I'm quite new to Structured Streaming and would like to understand a bit more in detail the main metrics of Spark.
I have a Structured Streaming process in Databricks that reads events from one Eventhub, read values from those events, creates a new df and writes this new df into a second Eventhub.
The event that comes from the first Eventhub, is an eventgrid event from which I read a url (when a blob is added to a storage account) and inside a foreachBatch, I create a new DF and write it to the second Eventhub.
The code has the following structure:
val streamingInputDF =
spark.readStream
.format("eventhubs")
.options(eventHubsConf.toMap)
.load()
.select(($"body").cast("string"))
def get_func( batchDF:DataFrame, batchID:Long ) : Unit = {
batchDF.persist()
for (row <- batchDF.rdd.collect) { //necessary to read the file with spark.read....
val file_url = "/mnt/" + path
// create df from readed url
val df = spark
.read
.option("rowTag", "Transaction")
.xml(file_url)
if (!(df.rdd.isEmpty)){
// some filtering
val eh_df = df.select(col(...).as(...),
val eh_jsoned = eh_df.toJSON.withColumnRenamed("value", "body")
// write to Eventhub
eh_jsoned.select("body")
.write
.format("eventhubs")
.options(eventHubsConfWrite.toMap)
.save()
}
}
batchDF.unpersist()
}
val query_test= streamingSelectDF
.writeStream
.queryName("query_test")
.foreachBatch(get_func _)
.start()
I have tried adding the maxEventsPerTrigger(100)
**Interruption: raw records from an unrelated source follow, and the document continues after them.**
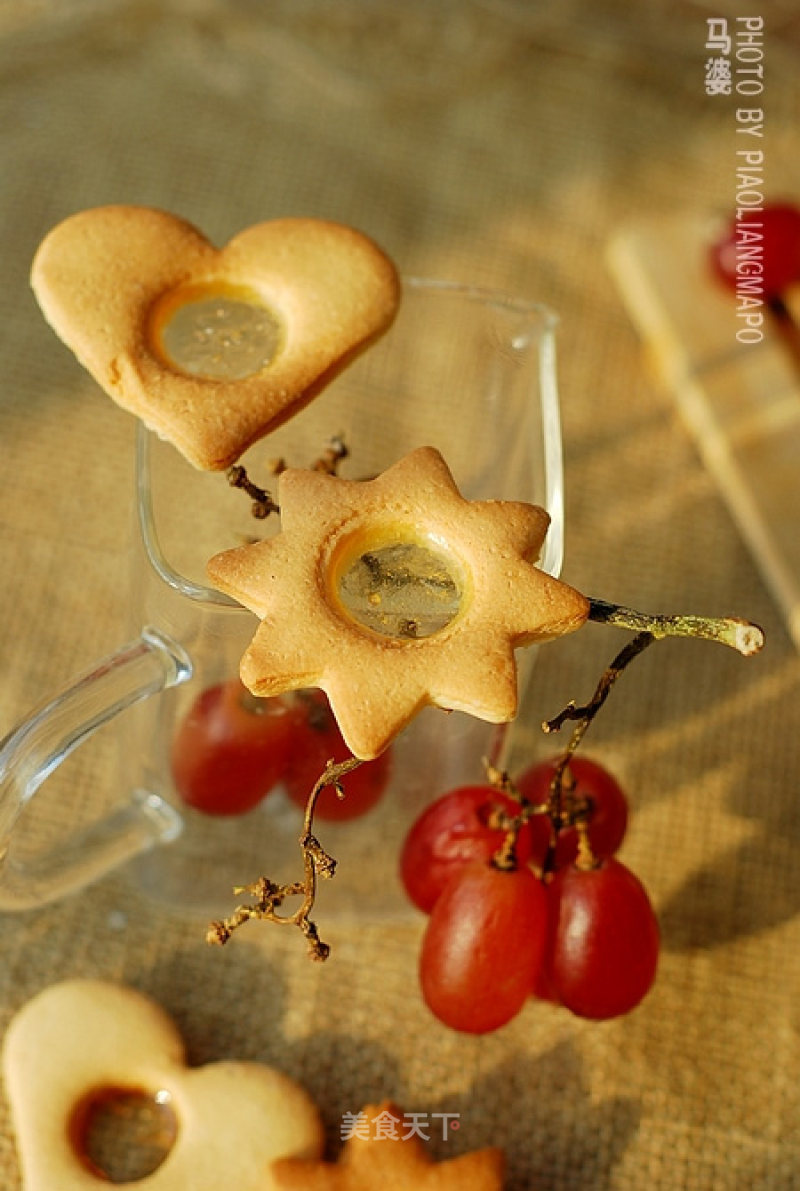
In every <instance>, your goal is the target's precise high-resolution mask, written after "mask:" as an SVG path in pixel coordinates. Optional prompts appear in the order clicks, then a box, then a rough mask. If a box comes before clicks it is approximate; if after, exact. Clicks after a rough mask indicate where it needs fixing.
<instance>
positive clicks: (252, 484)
mask: <svg viewBox="0 0 800 1191" xmlns="http://www.w3.org/2000/svg"><path fill="white" fill-rule="evenodd" d="M225 475H226V478H227V482H229V484H230V485H231V487H232V488H242V491H243V492H246V494H248V495H249V497H250V499H251V500H252V507H251V512H252V516H254V517H257V518H258V520H263V518H264V517H269V515H270V513H280V511H281V510H280V507H279V505H276V504H275V501H274V500H273V498H271V497H270V494H269V492H267V490H265V488H260V487H258V485H257V484H254V482H252V480H251V479H250V476H249V475H248V473H246V470H245V469H244V468H243V467H242V464H240V463H236V464H235V466H233V467H229V469H227V472H226V473H225Z"/></svg>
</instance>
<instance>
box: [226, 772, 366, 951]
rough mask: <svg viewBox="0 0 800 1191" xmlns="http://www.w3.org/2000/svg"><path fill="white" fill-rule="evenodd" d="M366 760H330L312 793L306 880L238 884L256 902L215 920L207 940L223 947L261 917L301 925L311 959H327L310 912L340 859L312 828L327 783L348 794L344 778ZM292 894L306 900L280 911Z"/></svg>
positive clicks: (307, 845) (266, 878)
mask: <svg viewBox="0 0 800 1191" xmlns="http://www.w3.org/2000/svg"><path fill="white" fill-rule="evenodd" d="M362 763H363V762H362V761H360V760H358V759H357V757H355V756H354V757H349V759H348V760H346V761H339V762H338V763H337V762H333V761H329V762H327V765H326V766H325V771H324V773H323V774H321V777H320V778H319V779H318V781H317V782H315V785H314V788H313V790H312V792H311V794H310V796H308V802H307V803H306V812H305V816H304V821H302V834H301V836H300V841H299V842H300V850H301V852H302V880H301V881H292V883H290V884H287V885H276V884H275V883H274V881H270V880H269V878H268V877H260V878H258V880H256V881H252V883H251V884H250V885H238V886H236V887H235V888H233V893H235V894H236V896H237V897H238V896H239V894H242V893H250V894H251V896H252V897H255V898H256V900H255V903H251V904H249V905H239V906H237V908H236V910H235V911H233V913H232V915H230V917H227V918H223V919H221V921H219V922H212V923H211V925H210V927H208V930H207V933H206V942H208V943H218V944H220V946H221V944H223V943H226V942H227V940H229V939H230V937H231V935H232V934H233V931H235V930H237V929H238V928H239V927H242V925H244V923H245V922H250V919H251V918H261V919H262V921H265V922H276V923H277V924H279V925H281V927H298V928H299V929H300V930H301V931H302V934H304V935H305V937H306V942H307V943H308V953H310V955H311V958H312V959H314V960H326V959H327V956H329V955H330V950H331V949H330V947H329V946H327V943H324V942H323V941H321V939H320V937H319V933H318V930H317V927H315V924H314V923H313V922H312V921H311V918H310V915H311V910H312V908H313V905H314V899H315V897H317V879H318V878H319V877H325V878H330V877H332V875H333V873H335V871H336V860H335V859H333V858H332V856H330V855H329V854H327V853H326V852H325V849H324V848H323V846H321V844H320V842H319V840H318V838H317V836H315V835H314V834H313V831H312V827H313V821H314V809H315V806H317V799H318V798H319V796H320V793H321V791H323V790H324V788H325V787H326V786H336V788H337V791H338V792H339V794H340V796H342V794H343V793H344V792H343V790H342V784H340V782H342V778H343V777H344V775H345V774H348V773H350V771H351V769H355V768H356V767H357V766H360V765H362ZM288 897H302V900H301V903H300V905H299V906H298V909H296V910H295V911H294V912H293V913H280V912H279V911H280V909H281V906H282V905H283V902H285V900H286V898H288Z"/></svg>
parameter but this increases a lot the time from when the data arrives to the Storage Account until it is consumed in Databricks.
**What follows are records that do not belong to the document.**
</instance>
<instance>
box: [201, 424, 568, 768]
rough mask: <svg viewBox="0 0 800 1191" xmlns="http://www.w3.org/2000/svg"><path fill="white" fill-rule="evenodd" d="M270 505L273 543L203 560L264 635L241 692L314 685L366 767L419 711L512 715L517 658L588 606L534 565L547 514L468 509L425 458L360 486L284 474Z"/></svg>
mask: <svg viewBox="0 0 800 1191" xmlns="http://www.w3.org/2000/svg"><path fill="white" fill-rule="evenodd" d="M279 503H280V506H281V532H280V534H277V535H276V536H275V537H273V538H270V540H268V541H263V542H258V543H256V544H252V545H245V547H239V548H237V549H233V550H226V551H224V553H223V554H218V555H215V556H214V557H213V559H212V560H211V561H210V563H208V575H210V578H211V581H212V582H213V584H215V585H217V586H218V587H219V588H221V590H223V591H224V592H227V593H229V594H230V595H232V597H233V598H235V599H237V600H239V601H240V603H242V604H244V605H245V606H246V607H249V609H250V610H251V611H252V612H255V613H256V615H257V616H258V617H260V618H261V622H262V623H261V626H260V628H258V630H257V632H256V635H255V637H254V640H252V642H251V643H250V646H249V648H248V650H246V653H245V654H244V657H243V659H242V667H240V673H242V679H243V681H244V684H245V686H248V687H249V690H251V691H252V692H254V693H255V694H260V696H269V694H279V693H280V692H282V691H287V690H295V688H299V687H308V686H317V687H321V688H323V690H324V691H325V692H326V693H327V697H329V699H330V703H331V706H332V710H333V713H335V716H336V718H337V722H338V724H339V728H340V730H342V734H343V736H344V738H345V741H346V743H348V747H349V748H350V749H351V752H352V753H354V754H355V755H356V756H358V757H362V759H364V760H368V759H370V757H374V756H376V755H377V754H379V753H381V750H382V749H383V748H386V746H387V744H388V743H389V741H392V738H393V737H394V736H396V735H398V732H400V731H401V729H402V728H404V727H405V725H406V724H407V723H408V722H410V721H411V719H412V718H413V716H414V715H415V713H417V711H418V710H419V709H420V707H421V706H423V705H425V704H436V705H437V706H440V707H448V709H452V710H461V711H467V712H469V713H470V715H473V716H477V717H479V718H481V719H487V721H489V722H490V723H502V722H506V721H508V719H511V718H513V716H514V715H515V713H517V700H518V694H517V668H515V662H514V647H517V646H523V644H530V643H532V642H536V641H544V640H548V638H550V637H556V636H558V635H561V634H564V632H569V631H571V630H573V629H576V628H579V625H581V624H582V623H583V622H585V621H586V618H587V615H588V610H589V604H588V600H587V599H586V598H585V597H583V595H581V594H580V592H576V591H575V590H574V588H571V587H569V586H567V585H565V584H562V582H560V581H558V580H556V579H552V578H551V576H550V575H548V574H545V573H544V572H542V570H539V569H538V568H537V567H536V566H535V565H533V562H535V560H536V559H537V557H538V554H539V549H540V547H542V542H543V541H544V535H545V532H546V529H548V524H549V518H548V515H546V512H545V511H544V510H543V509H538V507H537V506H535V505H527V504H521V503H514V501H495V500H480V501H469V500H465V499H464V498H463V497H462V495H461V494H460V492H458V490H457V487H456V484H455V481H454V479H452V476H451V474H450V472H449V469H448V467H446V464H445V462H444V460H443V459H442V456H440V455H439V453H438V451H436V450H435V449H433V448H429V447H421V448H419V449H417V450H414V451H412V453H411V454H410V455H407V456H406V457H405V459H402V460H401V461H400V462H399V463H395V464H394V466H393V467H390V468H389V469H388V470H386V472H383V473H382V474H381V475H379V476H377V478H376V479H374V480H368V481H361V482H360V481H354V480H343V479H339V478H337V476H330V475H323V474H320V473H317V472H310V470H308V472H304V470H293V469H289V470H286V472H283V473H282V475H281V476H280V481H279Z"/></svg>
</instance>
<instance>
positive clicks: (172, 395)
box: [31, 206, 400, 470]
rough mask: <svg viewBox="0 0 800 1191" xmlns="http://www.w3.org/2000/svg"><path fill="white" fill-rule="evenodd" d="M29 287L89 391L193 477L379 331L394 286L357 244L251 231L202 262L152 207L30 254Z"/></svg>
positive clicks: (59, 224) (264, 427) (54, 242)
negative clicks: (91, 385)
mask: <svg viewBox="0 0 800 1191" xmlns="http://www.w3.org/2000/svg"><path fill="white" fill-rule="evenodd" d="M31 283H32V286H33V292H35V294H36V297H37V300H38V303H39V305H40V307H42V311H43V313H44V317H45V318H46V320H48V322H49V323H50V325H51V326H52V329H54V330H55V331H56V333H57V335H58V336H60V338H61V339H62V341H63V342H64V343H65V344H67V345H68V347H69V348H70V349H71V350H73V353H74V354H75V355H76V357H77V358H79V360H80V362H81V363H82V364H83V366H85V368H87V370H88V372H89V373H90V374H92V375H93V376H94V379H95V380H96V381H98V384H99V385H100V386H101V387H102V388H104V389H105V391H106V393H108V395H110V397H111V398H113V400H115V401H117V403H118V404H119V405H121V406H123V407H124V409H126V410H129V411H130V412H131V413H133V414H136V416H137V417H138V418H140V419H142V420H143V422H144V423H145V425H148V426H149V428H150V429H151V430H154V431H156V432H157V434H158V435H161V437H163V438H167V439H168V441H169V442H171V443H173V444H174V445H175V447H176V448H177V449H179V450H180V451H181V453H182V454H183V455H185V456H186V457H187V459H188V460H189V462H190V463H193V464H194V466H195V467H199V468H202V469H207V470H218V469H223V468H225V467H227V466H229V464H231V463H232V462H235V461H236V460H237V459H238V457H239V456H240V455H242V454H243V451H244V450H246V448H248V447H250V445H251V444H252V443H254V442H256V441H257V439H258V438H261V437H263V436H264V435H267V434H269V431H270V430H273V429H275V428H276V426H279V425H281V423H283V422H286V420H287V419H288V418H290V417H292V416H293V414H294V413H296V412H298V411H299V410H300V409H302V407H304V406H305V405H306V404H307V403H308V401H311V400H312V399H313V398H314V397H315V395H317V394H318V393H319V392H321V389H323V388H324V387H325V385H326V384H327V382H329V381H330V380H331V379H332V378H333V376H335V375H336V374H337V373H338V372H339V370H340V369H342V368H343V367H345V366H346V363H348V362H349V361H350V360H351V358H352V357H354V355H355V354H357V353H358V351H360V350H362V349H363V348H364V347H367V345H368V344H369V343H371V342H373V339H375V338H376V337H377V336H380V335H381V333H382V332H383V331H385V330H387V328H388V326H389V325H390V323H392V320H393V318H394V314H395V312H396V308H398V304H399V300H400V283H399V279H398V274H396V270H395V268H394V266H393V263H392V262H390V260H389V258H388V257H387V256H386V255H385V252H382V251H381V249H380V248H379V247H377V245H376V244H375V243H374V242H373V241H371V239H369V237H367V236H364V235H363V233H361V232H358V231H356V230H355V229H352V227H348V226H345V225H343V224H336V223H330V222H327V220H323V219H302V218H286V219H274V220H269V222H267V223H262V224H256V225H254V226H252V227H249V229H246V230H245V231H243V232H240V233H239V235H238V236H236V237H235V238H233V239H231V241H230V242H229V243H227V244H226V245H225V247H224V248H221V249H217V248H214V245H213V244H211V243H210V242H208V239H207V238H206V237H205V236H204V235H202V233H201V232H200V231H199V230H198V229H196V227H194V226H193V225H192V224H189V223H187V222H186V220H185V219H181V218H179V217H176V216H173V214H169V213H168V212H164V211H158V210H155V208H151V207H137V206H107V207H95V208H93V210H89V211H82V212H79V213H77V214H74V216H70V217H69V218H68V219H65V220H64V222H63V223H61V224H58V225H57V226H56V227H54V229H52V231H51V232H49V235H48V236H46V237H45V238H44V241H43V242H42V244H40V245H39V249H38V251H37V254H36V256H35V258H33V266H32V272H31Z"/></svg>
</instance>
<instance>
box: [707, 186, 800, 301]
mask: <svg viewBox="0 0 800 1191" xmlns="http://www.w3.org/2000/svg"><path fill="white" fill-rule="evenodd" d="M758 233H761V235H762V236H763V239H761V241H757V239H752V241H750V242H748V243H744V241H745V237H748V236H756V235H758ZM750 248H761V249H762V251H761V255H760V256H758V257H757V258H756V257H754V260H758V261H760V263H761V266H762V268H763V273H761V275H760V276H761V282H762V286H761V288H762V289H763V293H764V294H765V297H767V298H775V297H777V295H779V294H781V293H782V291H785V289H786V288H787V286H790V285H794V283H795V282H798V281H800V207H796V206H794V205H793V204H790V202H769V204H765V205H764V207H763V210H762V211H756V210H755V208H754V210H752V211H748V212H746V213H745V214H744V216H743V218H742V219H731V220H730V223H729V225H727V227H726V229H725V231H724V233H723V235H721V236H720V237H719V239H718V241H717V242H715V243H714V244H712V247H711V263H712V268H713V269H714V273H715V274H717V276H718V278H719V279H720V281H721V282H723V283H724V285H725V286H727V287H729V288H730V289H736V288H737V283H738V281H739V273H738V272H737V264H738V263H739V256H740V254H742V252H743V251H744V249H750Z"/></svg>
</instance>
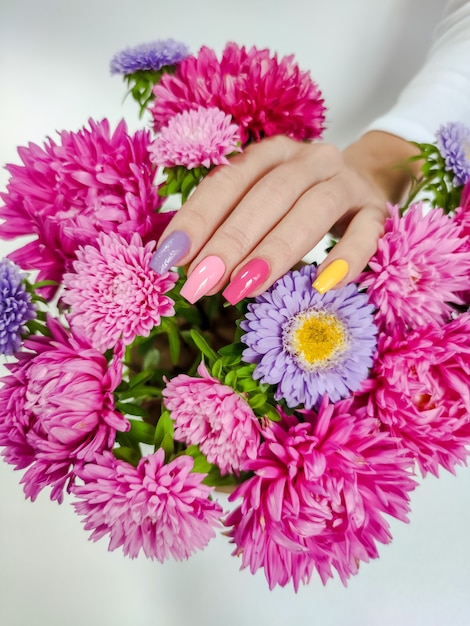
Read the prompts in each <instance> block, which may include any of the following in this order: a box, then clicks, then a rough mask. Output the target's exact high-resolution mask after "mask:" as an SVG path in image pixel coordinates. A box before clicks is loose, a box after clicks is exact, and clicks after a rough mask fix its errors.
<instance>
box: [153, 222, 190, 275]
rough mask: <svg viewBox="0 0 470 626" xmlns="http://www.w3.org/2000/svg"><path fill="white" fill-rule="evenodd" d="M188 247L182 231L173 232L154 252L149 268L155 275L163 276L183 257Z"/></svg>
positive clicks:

The value for maxEventsPerTrigger
is set randomly in order to test behaviour.
Having seen the metrics, what sense does it make that the batch time is increasing so much and the processing rate and input rate are similar?
What approach should I consider to improve the process? I'm running it from a Databricks 7.5 Notebook, Spark 3.0.1 and Scala 2.12.
Thank you all very much in advance.
NOTE:
- XML files have the same size
- First Eventhub has 20 partitions
- Rate data input to first Eventhub is 2 events/sec